The Veterans of Foreign Wars Post 1002 acknowledged the participants who competed in the Voice of Democracy speech and essay contest.
Christina Robinson, a freshman at Oasis Academy, captured first place in District 4 and second overall in the state competition. She received an award certificate and a $100 scholarship.
Hunter McNabb and Ariana Wolf, both students at Oasis, captured second and third place, respectively. McNabb received a $75cholarship and certificate, and Wolf was presented with a $50 scholarship.
The Voice of Democracy contest is for students in 9-12th grades. The Voice of Democracy Contest is an oral essay contest, and this year’s theme is “Why Are Veterans Important” for students in the 9-12th grades or equivalent if home schooled.

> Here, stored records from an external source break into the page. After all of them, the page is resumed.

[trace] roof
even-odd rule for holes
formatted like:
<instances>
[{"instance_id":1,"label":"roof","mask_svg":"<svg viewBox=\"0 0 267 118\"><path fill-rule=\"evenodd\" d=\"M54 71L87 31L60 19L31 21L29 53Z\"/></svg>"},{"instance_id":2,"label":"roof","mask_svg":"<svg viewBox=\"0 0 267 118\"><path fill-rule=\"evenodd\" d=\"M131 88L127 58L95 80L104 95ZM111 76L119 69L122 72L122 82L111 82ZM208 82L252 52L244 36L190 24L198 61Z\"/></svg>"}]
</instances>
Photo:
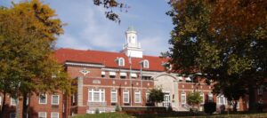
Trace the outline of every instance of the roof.
<instances>
[{"instance_id":1,"label":"roof","mask_svg":"<svg viewBox=\"0 0 267 118\"><path fill-rule=\"evenodd\" d=\"M54 52L55 59L59 63L70 62L81 62L81 63L92 63L101 64L105 67L110 68L124 68L129 69L129 58L123 52L111 52L102 51L92 51L92 50L75 50L75 49L59 49ZM118 66L115 61L117 58L125 59L125 66ZM132 58L132 69L139 70L141 68L139 62L147 59L150 62L149 68L142 68L147 71L165 71L162 64L167 61L167 59L163 59L156 56L146 56L143 58Z\"/></svg>"}]
</instances>

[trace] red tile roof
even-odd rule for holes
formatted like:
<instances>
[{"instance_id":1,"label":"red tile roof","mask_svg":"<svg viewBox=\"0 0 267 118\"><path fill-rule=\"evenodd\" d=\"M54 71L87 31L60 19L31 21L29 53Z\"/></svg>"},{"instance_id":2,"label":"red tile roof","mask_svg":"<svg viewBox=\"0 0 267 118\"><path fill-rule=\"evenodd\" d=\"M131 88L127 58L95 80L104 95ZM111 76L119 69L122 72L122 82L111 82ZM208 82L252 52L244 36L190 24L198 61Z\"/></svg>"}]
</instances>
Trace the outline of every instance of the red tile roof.
<instances>
[{"instance_id":1,"label":"red tile roof","mask_svg":"<svg viewBox=\"0 0 267 118\"><path fill-rule=\"evenodd\" d=\"M59 49L55 51L54 56L59 63L64 63L66 61L70 62L81 62L81 63L93 63L101 64L106 67L110 68L125 68L129 69L129 58L123 52L110 52L102 51L92 51L92 50L74 50L74 49ZM125 59L125 66L118 66L115 61L117 58ZM150 62L149 68L142 68L148 71L164 71L162 63L166 62L167 59L163 59L155 56L143 55L141 58L132 58L132 68L140 69L139 62L147 59Z\"/></svg>"}]
</instances>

Robinson’s entry in the Voice of Democracy began with a salute to her grandfather, who served in the U.S. Army for two years.
“Our veterans are the foundation of our great country,” Robinson wrote. “Veterans like my grandpa are important because they provide American with safety and security, protect democracy, rights, and freedoms, and they learn values during their service, which later benefits their communities.”
Robinson said veterans may encounter pain, trauma, deep sorrow and sacrifice during their service, and they many faced atrocities that have presented life-long problems. She said it’s important to. Take care of the veterans.
“We must prioritize their health care and their mental health in honor of what they’ve sacrificed for our nation,” she said.
The Oasis freshman discussed their sacrifice in Biblical terms: “The Bible says in John 15:13 (NIV), Greater love has no one than this: to lay down one's life for one's friends."
Robinson said veterans, was well as those soldiers who die ins rice of their country, exemplify Jesus’ words.
“Their sacrifices have enabled America to become the most powerful and prosperous nation in history,” she started. “Because of veterans, our society is a safe and wonderful environment where citizens have the opportunity to pursue their dreams.”
Robinson’s grandfather served during the Vietnam War, which is personal for her. He was able to return home, but may others weren’t so lucky.
“Of the 2.7 million American men and women who served in Vietnam, nearly 60,000 were killed, 150,000 were wounded and almost 1,600 went missing in action,” she pointed out.
“Veterans who served in the Vietnam war laid down their lives to protect democracy in South Vietnam. In similar fashion, veterans have risked their lives in various wars and conflicts throughout American history in order to protect freedom and combat oppression in many nations.”
“Military training teaches soldiers important core values, such as honor, courage, commitment, selfless service, integrity and respect.
Robinson said veterans have all had a role in shaping America as we know the country today.